Execution: TV, Web
Link: Click Here (click to enter Adidas Soccer Site, and watch movie part I and II)
Target: Soccer Enthusiasts
In a dusty Latin American slum, two boys sit in an abandoned alley, kicking a ball against a wall. In Spanish, Jose asks his friend Pedro if he wants to play a game and the boys start picking a fantasy team of some of the world’s best players. As they call each name, the superstars, including Caca (Brasil), Zidane (France) and Beckham (England) trot out but then Jose picks Beckenbauer, the dominant German Midfielder from the 70′s. Pedro laughs for a second, then his jaw drops open as the legendery and youthful Beckenbauer trots out. Jose sends one of the players into goal, makes others change positions and general treats them like pick-up players playing with his ball. The first spot ends with the kickoff of the game. The second spot, which will air later in the World Cup shows the game itself, with the predictably miraculous playing from the athletes.

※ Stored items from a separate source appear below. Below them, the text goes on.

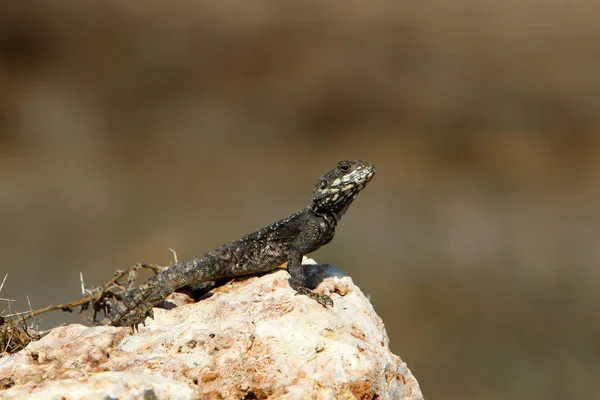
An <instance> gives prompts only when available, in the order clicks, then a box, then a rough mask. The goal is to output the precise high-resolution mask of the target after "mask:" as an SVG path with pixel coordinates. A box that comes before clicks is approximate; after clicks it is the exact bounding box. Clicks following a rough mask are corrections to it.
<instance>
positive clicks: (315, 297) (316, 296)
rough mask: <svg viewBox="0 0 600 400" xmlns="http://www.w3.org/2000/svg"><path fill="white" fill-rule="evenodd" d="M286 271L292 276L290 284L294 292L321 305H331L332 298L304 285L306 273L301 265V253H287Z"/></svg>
mask: <svg viewBox="0 0 600 400" xmlns="http://www.w3.org/2000/svg"><path fill="white" fill-rule="evenodd" d="M288 271H289V273H290V275H291V277H292V284H293V285H294V289H295V290H296V294H302V295H305V296H308V297H310V298H311V299H313V300H316V301H317V302H319V304H321V305H322V306H323V307H327V306H330V307H333V300H331V297H329V296H327V295H320V294H317V293H315V292H313V291H312V290H310V289H309V288H307V287H306V274H305V273H304V268H303V267H302V254H300V253H297V252H291V253H290V254H289V255H288Z"/></svg>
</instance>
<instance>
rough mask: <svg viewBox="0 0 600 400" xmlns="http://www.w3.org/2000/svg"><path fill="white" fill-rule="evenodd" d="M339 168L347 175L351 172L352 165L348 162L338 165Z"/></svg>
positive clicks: (338, 164) (342, 162)
mask: <svg viewBox="0 0 600 400" xmlns="http://www.w3.org/2000/svg"><path fill="white" fill-rule="evenodd" d="M338 168H339V169H340V171H342V172H343V173H346V172H348V171H350V163H347V162H341V163H339V164H338Z"/></svg>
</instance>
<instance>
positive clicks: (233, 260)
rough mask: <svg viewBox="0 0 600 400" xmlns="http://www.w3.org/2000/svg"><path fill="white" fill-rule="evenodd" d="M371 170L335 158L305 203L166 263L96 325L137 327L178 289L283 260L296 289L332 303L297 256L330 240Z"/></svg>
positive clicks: (356, 164)
mask: <svg viewBox="0 0 600 400" xmlns="http://www.w3.org/2000/svg"><path fill="white" fill-rule="evenodd" d="M374 174H375V167H374V166H373V165H372V164H370V163H368V162H366V161H360V160H354V161H340V162H339V163H337V165H336V167H335V168H334V169H333V170H331V171H329V172H327V173H326V174H324V175H323V176H321V177H320V178H319V179H318V180H317V182H316V184H315V186H314V189H313V198H312V201H311V203H310V204H309V206H308V207H306V208H304V209H302V210H300V211H298V212H296V213H294V214H292V215H290V216H289V217H287V218H284V219H282V220H280V221H277V222H275V223H273V224H270V225H267V226H266V227H264V228H262V229H260V230H258V231H256V232H253V233H250V234H248V235H246V236H244V237H242V238H239V239H236V240H233V241H231V242H227V243H225V244H223V245H222V246H221V247H219V248H217V249H215V250H212V251H209V252H207V253H206V254H204V255H201V256H197V257H193V258H190V259H188V260H185V261H180V262H175V263H174V264H172V265H170V266H168V267H166V268H165V269H164V270H162V271H161V272H159V273H158V274H156V275H154V276H153V277H152V278H150V279H148V280H147V281H146V282H145V283H143V284H141V285H140V286H138V287H136V288H133V289H131V290H129V291H127V292H125V293H124V294H123V295H122V296H120V299H119V300H118V301H117V302H116V303H115V304H114V305H113V306H110V307H109V310H108V312H107V315H106V317H105V318H104V319H102V320H101V321H100V324H101V325H113V326H131V327H132V328H134V329H137V327H138V325H139V324H140V323H144V320H145V319H146V317H148V316H150V317H153V312H152V307H153V306H154V305H156V304H158V303H160V302H161V301H163V300H164V299H165V298H166V297H167V296H168V295H169V294H171V293H172V292H174V291H176V290H177V289H180V288H182V287H184V286H189V285H196V284H201V283H204V282H211V281H217V280H222V279H226V278H235V277H239V276H246V275H257V274H261V273H266V272H270V271H273V270H275V269H278V268H280V267H281V265H282V264H284V263H285V262H286V261H287V269H288V272H289V274H290V276H291V283H292V287H293V288H294V289H295V291H296V294H300V295H305V296H308V297H309V298H311V299H314V300H316V301H317V302H318V303H320V304H321V305H323V306H324V307H327V306H329V307H332V306H333V301H332V300H331V298H330V297H329V296H327V295H319V294H317V293H315V292H313V291H312V290H310V289H309V288H307V287H306V276H305V274H304V271H303V267H302V257H303V256H304V255H306V254H308V253H312V252H313V251H315V250H317V249H319V248H320V247H321V246H323V245H325V244H327V243H329V242H330V241H331V240H332V239H333V235H334V233H335V229H336V227H337V224H338V222H339V221H340V219H341V218H342V216H343V215H344V213H345V212H346V211H347V210H348V207H349V206H350V204H351V203H352V202H353V201H354V199H355V198H356V196H357V194H358V193H359V192H360V191H361V190H362V189H363V188H364V187H365V186H366V185H367V183H369V181H370V180H371V178H372V177H373V175H374Z"/></svg>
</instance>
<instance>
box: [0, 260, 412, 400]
mask: <svg viewBox="0 0 600 400" xmlns="http://www.w3.org/2000/svg"><path fill="white" fill-rule="evenodd" d="M311 261H312V260H311ZM305 262H306V261H305ZM307 268H310V269H311V270H312V272H313V277H314V278H315V279H316V280H317V281H319V280H321V279H322V278H323V277H326V278H325V279H324V281H323V282H322V283H321V284H320V285H319V286H318V289H317V291H318V292H319V293H321V294H323V293H324V294H329V295H331V298H332V299H333V301H334V307H333V308H324V307H323V306H321V305H320V304H318V303H317V302H315V301H314V300H311V299H309V298H307V297H306V296H295V292H294V291H293V290H292V289H291V288H290V285H289V282H288V280H289V274H288V273H287V272H286V271H283V270H282V271H277V272H274V273H271V274H267V275H264V276H262V277H250V278H247V279H244V280H236V281H233V282H231V283H229V284H227V285H225V286H222V287H219V288H217V289H215V290H214V291H213V295H212V296H210V297H207V298H205V299H203V300H201V301H200V302H198V303H195V304H187V305H183V306H181V307H177V308H174V309H171V310H164V309H155V310H154V314H155V319H154V320H151V319H148V320H147V321H146V327H144V326H141V327H140V331H139V333H137V334H134V335H132V334H131V333H130V332H131V330H130V329H129V328H115V327H104V326H103V327H85V326H82V325H70V326H65V327H59V328H55V329H53V330H52V332H51V333H50V334H48V335H47V336H46V337H44V338H42V339H41V340H39V341H37V342H32V343H30V344H29V346H28V347H27V348H26V349H24V350H22V351H21V352H19V353H17V354H15V355H12V356H4V357H2V358H0V378H4V379H3V381H2V382H3V384H4V385H5V386H11V387H10V388H8V389H5V390H0V397H1V398H3V399H17V398H19V399H21V398H44V399H98V398H119V399H121V400H122V399H146V398H150V399H167V398H169V399H195V398H203V399H246V398H252V399H354V398H359V399H372V398H378V399H411V400H412V399H415V400H416V399H422V398H423V396H422V394H421V391H420V389H419V385H418V383H417V381H416V380H415V378H414V377H413V376H412V374H411V372H410V371H409V369H408V368H407V366H406V364H405V363H404V362H402V360H401V359H400V358H399V357H398V356H395V355H394V354H392V353H391V352H390V350H389V346H388V337H387V334H386V332H385V328H384V325H383V322H382V321H381V319H380V318H379V317H378V316H377V314H375V311H374V310H373V307H372V306H371V304H370V303H369V301H368V300H367V299H366V298H365V296H364V295H363V293H362V292H361V291H360V289H359V288H358V287H356V286H355V285H354V283H353V282H352V279H351V278H350V277H347V276H343V273H341V271H340V270H338V269H336V268H333V267H318V266H315V267H307Z"/></svg>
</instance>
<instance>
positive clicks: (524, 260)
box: [0, 0, 600, 399]
mask: <svg viewBox="0 0 600 400" xmlns="http://www.w3.org/2000/svg"><path fill="white" fill-rule="evenodd" d="M24 3H25V2H3V3H2V4H1V5H0V279H1V278H2V277H3V276H4V275H5V273H8V278H7V282H6V284H5V286H4V289H3V290H2V293H0V297H9V298H12V299H15V300H16V303H12V306H11V307H13V308H15V309H17V310H20V311H22V310H25V309H27V307H28V306H27V300H26V296H27V295H28V296H29V298H30V299H31V303H32V306H33V307H34V308H38V307H42V306H44V305H47V304H50V303H59V302H65V301H72V300H75V299H77V298H78V297H79V295H80V292H79V290H80V289H79V272H80V271H81V272H83V274H84V277H85V280H86V283H88V284H89V285H92V284H99V283H101V282H103V281H106V280H107V279H109V278H110V276H111V273H112V271H113V270H115V269H118V268H124V267H128V266H130V265H132V264H133V263H135V262H151V263H158V264H162V265H166V264H168V263H169V262H170V261H171V257H172V255H171V253H170V252H169V250H168V248H169V247H171V248H174V249H176V250H177V252H178V255H179V258H180V259H182V258H187V257H190V256H194V255H198V254H201V253H203V252H204V251H206V250H210V249H211V248H214V247H216V246H218V245H220V244H221V243H223V242H225V241H228V240H230V239H234V238H236V237H239V236H241V235H243V234H246V233H248V232H251V231H253V230H255V229H257V228H259V227H262V226H263V225H265V224H267V223H270V222H273V221H275V220H277V219H280V218H282V217H284V216H287V215H288V214H290V213H292V212H294V211H296V210H298V209H300V208H302V207H304V206H306V205H307V204H308V203H309V201H310V195H311V189H312V185H313V183H314V181H315V180H316V178H317V177H318V176H319V175H320V174H321V173H323V172H324V171H326V170H328V169H330V168H331V167H333V166H334V165H335V163H336V162H337V161H338V160H340V159H344V158H362V159H366V160H369V161H371V162H373V163H374V164H375V165H376V166H377V175H376V177H375V179H374V180H373V182H372V183H371V185H370V186H369V187H368V188H367V189H366V190H365V191H364V192H363V193H362V194H361V195H360V196H359V197H358V199H357V201H356V202H355V204H354V205H353V206H352V207H351V209H350V211H349V213H348V215H347V216H346V217H345V219H344V220H343V221H342V223H341V224H340V227H339V229H338V233H337V235H336V239H335V240H334V241H333V242H332V243H331V244H330V245H328V246H327V247H325V248H323V249H322V250H320V251H319V252H317V253H315V254H314V255H313V256H314V257H315V258H316V259H317V260H318V261H320V262H329V263H332V264H335V265H337V266H339V267H340V268H342V269H344V270H345V271H346V272H347V273H348V274H350V275H351V276H352V277H353V278H354V280H355V282H356V283H357V284H358V285H359V286H360V287H361V288H362V289H363V290H364V291H365V292H366V293H369V294H370V295H371V299H372V302H373V304H374V306H375V308H376V310H377V311H378V313H379V314H380V315H381V317H382V318H383V320H384V322H385V323H386V326H387V328H388V333H389V335H390V338H391V345H392V349H393V350H394V352H395V353H397V354H399V355H400V356H401V357H402V358H403V359H404V360H405V361H406V362H407V363H408V365H409V367H410V368H411V370H412V371H413V373H414V374H415V376H416V377H417V379H418V380H419V382H420V384H421V386H422V388H423V391H424V394H425V396H426V398H431V399H433V398H443V399H467V398H481V399H483V398H485V399H507V398H522V399H564V398H568V399H575V398H579V399H588V398H592V397H594V394H597V393H598V392H599V389H600V383H598V382H597V381H596V379H598V376H599V373H600V368H599V360H600V321H599V319H598V314H599V311H600V305H599V304H600V303H599V300H600V295H599V294H598V293H599V289H600V283H599V280H598V275H599V274H598V265H599V262H600V246H598V244H599V235H600V228H599V226H600V225H599V223H600V210H599V207H598V201H599V200H600V192H599V191H598V189H597V182H598V180H599V178H600V157H599V156H600V135H599V134H600V72H599V71H600V25H599V24H598V21H599V20H600V5H598V4H599V3H598V2H597V1H593V0H589V1H572V2H558V1H556V2H555V1H541V0H538V1H536V0H520V1H516V0H508V1H507V0H504V1H499V0H496V1H469V0H455V1H452V2H449V1H445V0H434V1H424V2H411V3H406V2H381V1H375V2H320V3H312V2H289V1H283V2H282V1H255V2H252V3H248V2H212V3H209V2H202V3H192V2H181V3H172V2H169V3H168V4H167V2H163V3H159V2H152V3H139V2H126V1H116V2H112V3H110V2H96V3H94V4H95V6H88V7H83V6H79V5H75V4H76V3H77V2H72V3H65V2H58V1H54V2H39V3H29V5H26V4H24ZM150 4H151V5H150ZM4 307H5V306H4V305H3V306H2V308H4ZM70 321H81V317H80V316H78V315H73V316H70V315H68V314H66V313H60V312H56V313H54V314H51V315H49V314H46V315H44V316H42V319H41V326H42V327H45V328H48V327H51V326H55V325H57V324H60V323H65V322H70Z"/></svg>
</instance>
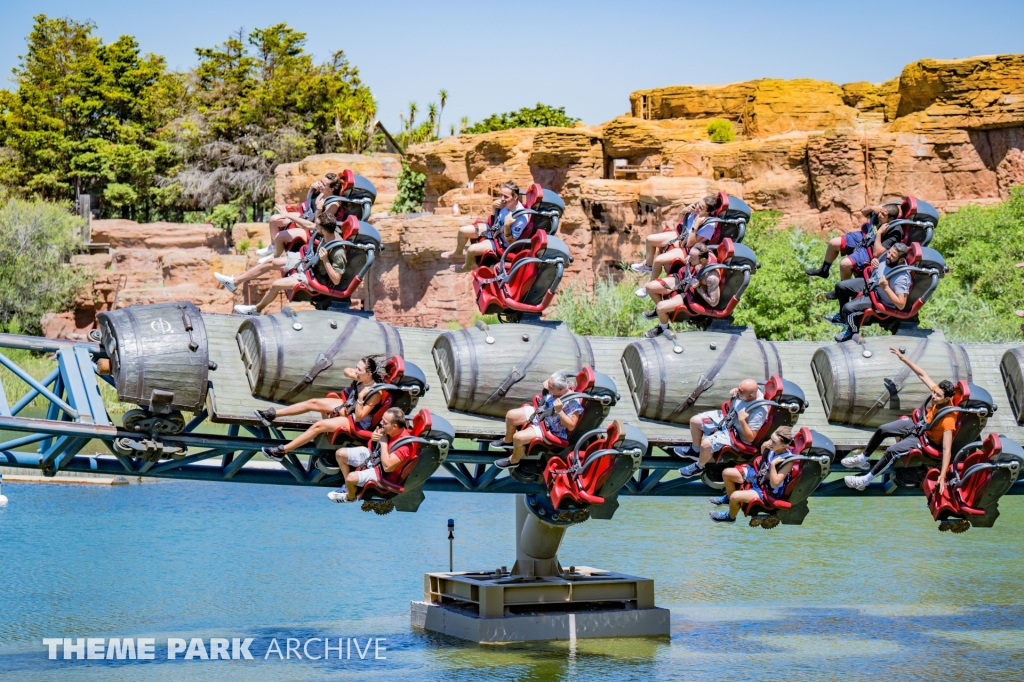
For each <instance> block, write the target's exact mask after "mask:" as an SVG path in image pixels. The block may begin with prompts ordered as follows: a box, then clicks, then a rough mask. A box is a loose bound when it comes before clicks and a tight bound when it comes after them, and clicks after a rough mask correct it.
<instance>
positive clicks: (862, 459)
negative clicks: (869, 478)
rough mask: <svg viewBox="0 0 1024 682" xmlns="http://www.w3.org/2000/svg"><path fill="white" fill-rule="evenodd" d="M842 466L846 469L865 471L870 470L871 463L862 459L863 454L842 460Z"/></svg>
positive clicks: (865, 457) (869, 460)
mask: <svg viewBox="0 0 1024 682" xmlns="http://www.w3.org/2000/svg"><path fill="white" fill-rule="evenodd" d="M843 466H844V467H846V468H847V469H863V470H864V471H867V470H868V469H870V468H871V461H870V460H868V459H867V458H866V457H864V454H863V453H856V454H854V455H850V456H848V457H844V458H843Z"/></svg>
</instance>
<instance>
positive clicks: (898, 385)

We chose this spot for just one reason: authenticity of voice. In many other ways, this could easily have been another throwaway World Cup spot where we all get to see great players perform amazing feats, but nobody can remember the brand the next day. What separates this Adidas spot from all of the other efforts is the connection it makes to the soccer world experienced by most of its fans – soccer as fantasy. Adidas understands as few others have that soccer is about dreams for over a billion fans worldwide. It gives these ordinary people an outlet for their imagination. Few of them will ever get to play in a World Cup and even fewer will become legends, but every single one of these boys and girls will be transported from the reality of their lives by the fantasy of the beautiful game. This spot does an amazing job of recreating that sense of possibility that Jose feels as a young boy in a tough neighborhood. It shows the power of soccer to transform.
Because the voice is so authentic, so utterly convincing, it does link back to Adidas and to the brand. It tells us that Adidas understands the sport and shares the passion. That is a strong positioning for Adidas against Nike, which is a relative newcomer to the sport and has a lesser claim to being an authentic soccer company.
Spots like this break some of the conventional rules of branding (such as keeping the brand visibility high) by achieving breakthrough levels of attention and engagement from users. They are most successful at energizing the most faithful brand supporters. There is a necessary risk when creating this type of spot and the risk is that it will be art-directed into mediocrity. This has not happened in this case and it is a credit to Adidas. But campaigning such a finely-executed theme can be difficult and would represent a real challenge for a director or agency who are not at a world-class level.
Branding Bottom Line:
Adidas shoots and scores. Unlike the U.S. team.